Big Discs are Bad September 27, 2009
Posted by mwidlake in development, performance, Uncategorized.Tags: performance, Storage, system development, VLDB
8 comments
I recently came across this article on large discs for database by Paul Vallee. The article is over 3 years old but is still incredibly valid. It’s a very good description of why big discs are a problem for Oracle Database Performance. {Paul also introduces the BAHD-DB campaign – Battle Against Huge Disks for Databases, which I quite like}.
To summarise the article, and the problem in general, IT managers will buy big discs as they provide more GB per pound sterling. It saves money.
However, less discs is Bad For Performance. As an extreme example, you can now buy a single disc that is a TB in size, so you could put a 1TB Oracle database on one such disc. This one disc can only transfer so much data per second and it takes this one disc say 10ms to search for any piece of data. If you want the index entry from one place and the table row from another, that is at least two seeks. This will not be a fast database {and I am not even touching on the consideration of disc resilience}.
Now spread the data over 10 discs. In theory these 10 discs can transfer 10 times the total data volume and one disc can be looking for information while the others are satisfying IO requests {This is a gross over-simplification, but it is the general idea}.
IT Managers will understand this 1-to-10 argument when you go through it.
Kind of.
But then discussions about how many modern “fast” discs are need to replace the old “slow” discs ensure. It can be very, very hard to get the message through that modern discs are not much faster. A 1TB disc compared to a 4-year-old 100GB disc will not have a transfer speed 10 times faster and it will certainly not have a seek time ten times less, chances are the seek time is the same. And then there are the discussion of how much impact the larger memory caches of modern storage units have. Answer,(a) quite a lot so long as it is caching what you want and (b) even if it is perfectly caching what you want, as soon as you have read a cache-sized set of data, you are back to disc IO speed.
Bottom line. Disc Drives are now slower in proportion to the disc acerage than they used to be.

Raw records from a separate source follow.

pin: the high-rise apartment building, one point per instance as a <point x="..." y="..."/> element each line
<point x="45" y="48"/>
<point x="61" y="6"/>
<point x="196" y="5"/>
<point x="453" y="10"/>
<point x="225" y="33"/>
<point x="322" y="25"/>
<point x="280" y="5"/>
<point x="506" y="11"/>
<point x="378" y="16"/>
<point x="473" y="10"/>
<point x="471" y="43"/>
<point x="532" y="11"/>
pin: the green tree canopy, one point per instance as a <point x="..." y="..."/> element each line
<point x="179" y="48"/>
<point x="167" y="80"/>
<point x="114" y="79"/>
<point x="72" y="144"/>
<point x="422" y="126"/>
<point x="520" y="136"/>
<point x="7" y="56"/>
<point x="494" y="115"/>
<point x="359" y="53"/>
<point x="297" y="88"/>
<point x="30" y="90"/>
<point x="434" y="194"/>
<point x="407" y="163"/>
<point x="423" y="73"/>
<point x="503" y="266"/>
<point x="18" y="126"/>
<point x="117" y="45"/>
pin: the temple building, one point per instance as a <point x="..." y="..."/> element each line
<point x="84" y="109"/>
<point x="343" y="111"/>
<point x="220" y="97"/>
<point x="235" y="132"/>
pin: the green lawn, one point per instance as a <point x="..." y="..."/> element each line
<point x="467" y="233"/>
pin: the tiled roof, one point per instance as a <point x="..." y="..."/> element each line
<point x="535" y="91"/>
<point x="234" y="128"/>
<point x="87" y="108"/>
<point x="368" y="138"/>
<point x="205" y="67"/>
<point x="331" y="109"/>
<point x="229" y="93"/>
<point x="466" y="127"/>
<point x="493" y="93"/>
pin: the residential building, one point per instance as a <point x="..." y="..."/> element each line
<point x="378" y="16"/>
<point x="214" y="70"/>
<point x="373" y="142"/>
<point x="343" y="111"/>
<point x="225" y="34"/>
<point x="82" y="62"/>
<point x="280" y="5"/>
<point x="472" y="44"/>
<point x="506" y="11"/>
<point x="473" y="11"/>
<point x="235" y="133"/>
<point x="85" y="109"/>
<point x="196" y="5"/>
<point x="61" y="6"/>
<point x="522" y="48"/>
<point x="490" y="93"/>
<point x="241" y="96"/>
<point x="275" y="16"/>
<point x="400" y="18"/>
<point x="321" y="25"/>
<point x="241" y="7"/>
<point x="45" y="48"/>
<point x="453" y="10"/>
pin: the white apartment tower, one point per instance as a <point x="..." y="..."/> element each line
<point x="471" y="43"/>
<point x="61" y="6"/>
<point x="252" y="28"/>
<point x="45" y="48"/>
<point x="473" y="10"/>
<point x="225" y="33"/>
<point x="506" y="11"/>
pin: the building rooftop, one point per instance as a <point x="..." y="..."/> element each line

Anyway, I am certainly not the only person to have had these discussions, though I have had them for longer than most {due to my accidental work history of having worked on VLDBs for so long}. There are certainly practitioners of Oracle Arts who understand all of this far better than I and one of them, James Morle, recently started blogging. It’s looking good so far. If he keeps it up for a month, I’ll put him on my blog roll 🙂
There is, however, one aspect of the Big Disc Performance issue that does not seem to get much mention but is something I have suffered from more than a couple of times.
As a Database Performance person you have had the argument about needing spindles not disc acreage and won. The IT manager buys enough spindles to provide the I/O performance your system needs. Success.
However, the success has left a situation behind. You need 10 spindles over a couple of RAID 10 arrays to give you the IO you need. 250GB discs were the smallest you could buy. So you have 1.25TB of available storage (RAID 10 halves the storage) and have a 500GB database sitting on it. There is 750GB of empty storage there…
That 750GB of empty storage will not be left inviolate. Someone will use it. Someone will need “a bit of temporary storage” and that nice chunk of fast storage will be too inviting. Especially if it IS fast storage. It will be used.
Now your database, who’s storage you specified to support said database, is sharing it’s storage with another app. An app that steals some of your IO and potentially {heck, let’s say this straight WILL} impact your database performance. And the galling thing? Twice, I had no idea my storage had become shared until I started getting odd IO latency issues on the database.
You may be able to make a logical argument for the spindles you need at design time. But you have almost no chance of protecting those spindles in the future. But who said working life was easy? 🙂